You might feel that your age puts you at too high a risk to venture out in public during times of Covid and therefore you stay home. Yes, you might be vulnerable, but being able to make a decision based on your information and experience, makes you less vulnerable – less vulnerable to the actual risk, but also less vulnerable to the uncertainty. It can be quite empowering when you can determine the risk and make the decision. Can we be trusted to determine risk? While uncertainty is at the heart of risk, conceptualising, calculating and formulating the uncertainty into terms and concepts that you are knowledgeable about can make you feel confident about making a prediction. It can motivate you to take a risk when you feel that, according to your experience and knowledge, there is less uncertainty.
But how do you measure and manage risk? The International Organization for Standardization provides principles and generic guidelines for organisations to manage risks – the ISO 31000. These guidelines acknowledge a very important “paradigm shift” in the definition of risk and how it is conceptualised. According to these guidelines the definition of risk is no longer “chance or probability of loss”, but “effect of uncertainty on objectives”. The word “risk” therefore has a reference to positive consequences of uncertainty, as well as negative ones. Read more. Risk can hold promise and the uncertainty then becomes a challenge and an opportunity.
We can’t avoid risk. All actions and decisions have results and effects and regardless of its importance or danger, risk is a determining factor in decision-making – from investments to ordering shoes online to trying an unknown bottle of wine. You have to weigh up the possible positives to the possible negatives, determine the risk and decide whether it’s worthwhile. Whether it is worthwhile, has been a question on the lips of many Cape wine farmers. Can you really blame someone who feels financially vulnerable for uprooting old vines to replace with more profitable fruit trees? Other than financial uncertainty, wine grape farming is all about taking risks. At the time of planting, you are considering volumes and styles and popular varieties for the future. It is the uncertainty that is the biggest challenge. You can take the risk and hit the jackpot or the decision can ruin you. You can play it safe and survive but stay mediocre… High risk can bring high reward, but whether we are up for it, I believe, is based on our vulnerability.
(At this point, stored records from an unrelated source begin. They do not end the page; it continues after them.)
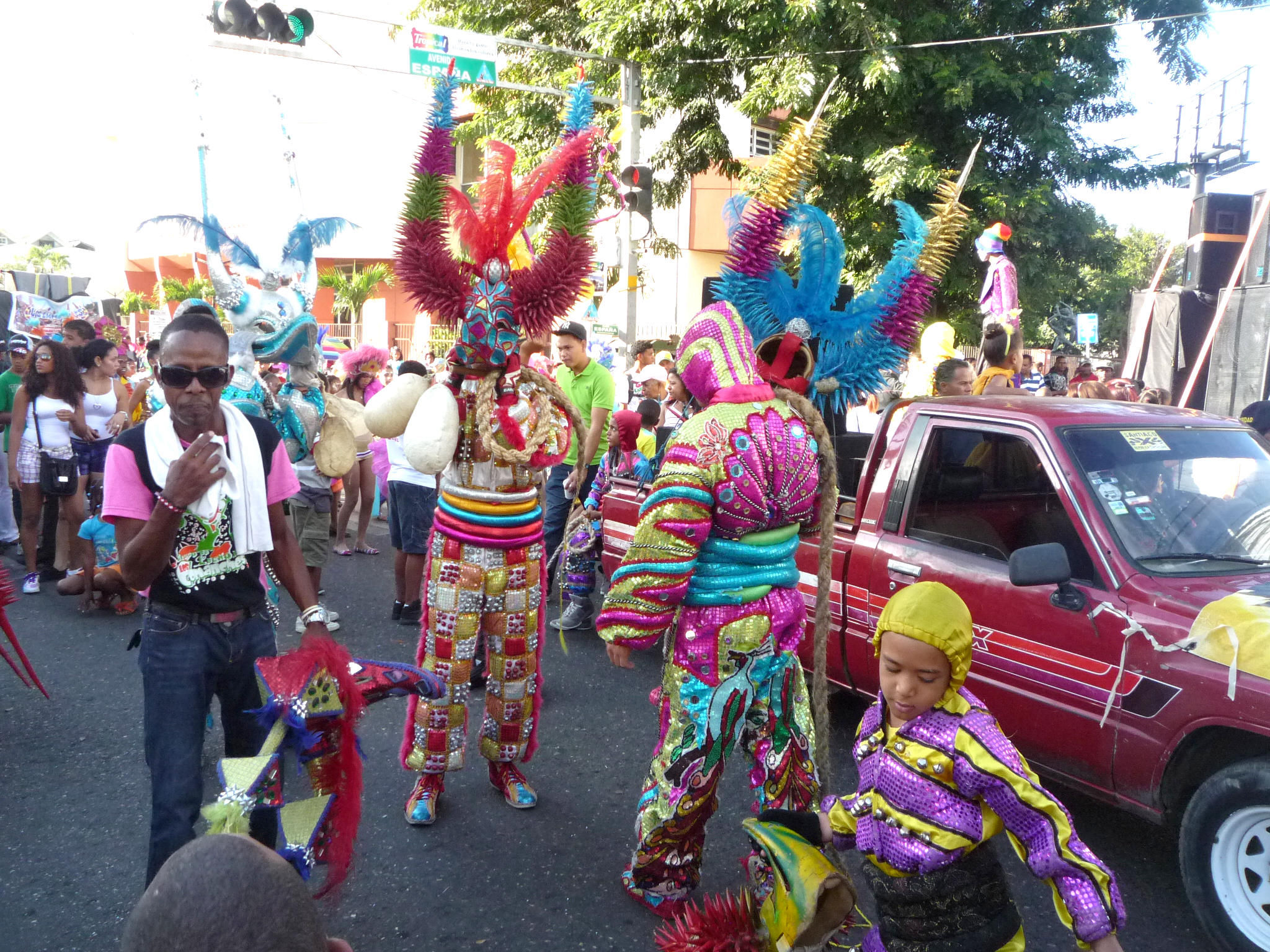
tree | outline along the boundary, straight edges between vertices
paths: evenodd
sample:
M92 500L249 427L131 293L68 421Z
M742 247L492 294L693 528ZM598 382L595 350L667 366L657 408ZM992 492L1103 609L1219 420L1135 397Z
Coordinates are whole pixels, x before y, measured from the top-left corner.
M216 288L212 286L211 278L194 277L189 281L161 278L155 283L154 296L160 301L188 301L192 297L197 297L208 303L215 303Z
M362 270L357 270L354 264L351 274L344 274L338 268L318 273L318 287L335 292L333 310L348 317L349 324L361 324L362 307L375 297L380 284L391 284L392 281L392 268L385 263L372 264Z
M65 274L71 269L71 259L51 248L32 245L25 256L10 261L5 269L38 274Z
M1053 303L1080 291L1081 269L1114 269L1118 255L1105 222L1064 189L1133 188L1177 170L1081 135L1083 123L1133 110L1120 98L1124 63L1113 30L1020 36L1175 14L1176 0L429 0L417 14L425 10L434 20L481 33L640 62L645 124L673 116L669 137L652 156L659 204L674 204L691 176L711 166L740 171L718 103L735 103L752 119L776 109L808 116L837 76L826 113L829 138L808 197L837 221L848 249L845 279L857 286L878 273L898 235L884 203L903 199L925 208L940 174L959 168L982 137L963 199L972 209L972 234L933 308L961 327L968 343L978 339L979 326L982 265L972 251L978 228L998 220L1013 228L1010 253L1019 265L1024 326L1035 339ZM1200 75L1186 44L1205 19L1149 28L1173 77ZM1011 38L895 48L998 34ZM523 50L502 72L512 81L561 88L574 69L566 56ZM615 65L588 62L588 70L597 93L618 94ZM491 89L474 89L472 98L481 112L458 135L497 136L514 145L526 165L554 140L558 103L549 98ZM598 116L612 127L612 113Z

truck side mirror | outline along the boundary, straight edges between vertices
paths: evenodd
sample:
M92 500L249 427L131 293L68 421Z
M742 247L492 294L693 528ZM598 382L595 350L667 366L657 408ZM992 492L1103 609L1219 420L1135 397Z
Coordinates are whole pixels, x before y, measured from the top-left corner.
M1060 542L1024 546L1010 555L1010 584L1058 585L1049 600L1055 608L1080 612L1086 605L1085 593L1072 586L1072 566Z

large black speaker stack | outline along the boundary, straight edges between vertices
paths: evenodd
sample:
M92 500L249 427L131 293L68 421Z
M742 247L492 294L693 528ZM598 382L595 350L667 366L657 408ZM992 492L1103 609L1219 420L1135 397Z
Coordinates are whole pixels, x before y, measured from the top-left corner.
M1215 294L1231 282L1252 221L1252 195L1209 192L1191 206L1182 287Z

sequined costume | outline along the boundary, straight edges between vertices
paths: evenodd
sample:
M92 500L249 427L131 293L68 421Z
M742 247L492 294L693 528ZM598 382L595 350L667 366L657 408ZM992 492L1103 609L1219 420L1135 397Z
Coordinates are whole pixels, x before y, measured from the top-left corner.
M759 380L730 305L693 319L677 368L705 409L667 447L597 619L606 641L631 647L673 625L660 740L624 873L663 915L697 886L715 788L738 741L759 807L801 809L819 791L794 562L799 529L819 519L815 439Z
M544 470L564 459L574 428L559 388L521 367L518 343L522 333L550 331L568 312L594 255L591 86L573 85L560 142L526 176L513 178L509 146L489 142L485 175L471 195L451 184L456 88L453 76L433 84L396 258L396 274L419 310L457 326L448 380L417 405L425 413L438 407L446 419L457 415L457 432L432 419L417 426L411 416L404 434L411 465L423 468L414 459L427 459L434 468L423 471L441 471L417 658L450 687L446 698L409 707L401 764L420 774L405 805L413 825L437 819L444 774L464 765L469 678L480 635L488 651L480 753L511 806L537 802L517 764L537 746L541 703L546 552L538 484ZM536 254L525 248L512 255L509 246L549 188L547 227ZM446 435L433 438L432 430Z
M880 923L867 934L865 952L922 948L909 932L917 927L889 911L936 899L930 895L936 877L952 871L978 881L979 894L960 910L946 896L942 904L932 902L919 927L923 938L958 941L939 947L965 952L1021 949L1021 922L999 864L991 854L979 856L1002 830L1033 873L1049 880L1058 914L1080 941L1116 930L1124 924L1124 902L1115 876L1080 840L1067 809L963 685L973 637L965 603L940 583L917 583L883 611L875 646L883 631L940 649L952 677L935 707L898 729L886 725L879 694L860 722L852 750L859 790L826 797L820 807L829 815L834 844L859 849L871 864L866 872L874 881ZM964 923L975 922L975 915L982 922L969 930ZM939 933L941 927L946 934Z

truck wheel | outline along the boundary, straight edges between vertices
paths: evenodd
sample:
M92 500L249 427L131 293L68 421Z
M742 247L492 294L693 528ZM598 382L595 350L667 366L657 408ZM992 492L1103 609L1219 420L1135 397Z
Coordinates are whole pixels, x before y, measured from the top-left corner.
M1270 758L1218 770L1195 791L1179 842L1195 915L1227 952L1270 949Z

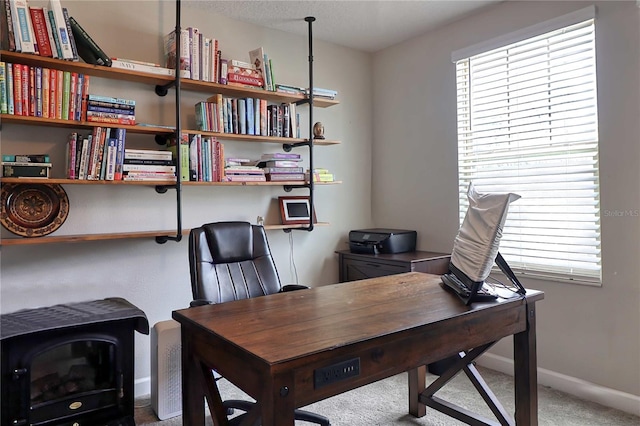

Understanding another’s reaction to risk is not always that easy. Your response to risk might seem ridiculous to others – whether it is about the vaccine or investing in a scheme, whether you are afraid of the risk or too eager to embrace it… Because risk can be so personal, it might be about respecting someone’s reaction, rather than understanding It. Few of us are experts when it comes to risk management, but when empowered with true information, I still think it should be up to everyone to determine their own reaction to risk, rather than a blanket approach.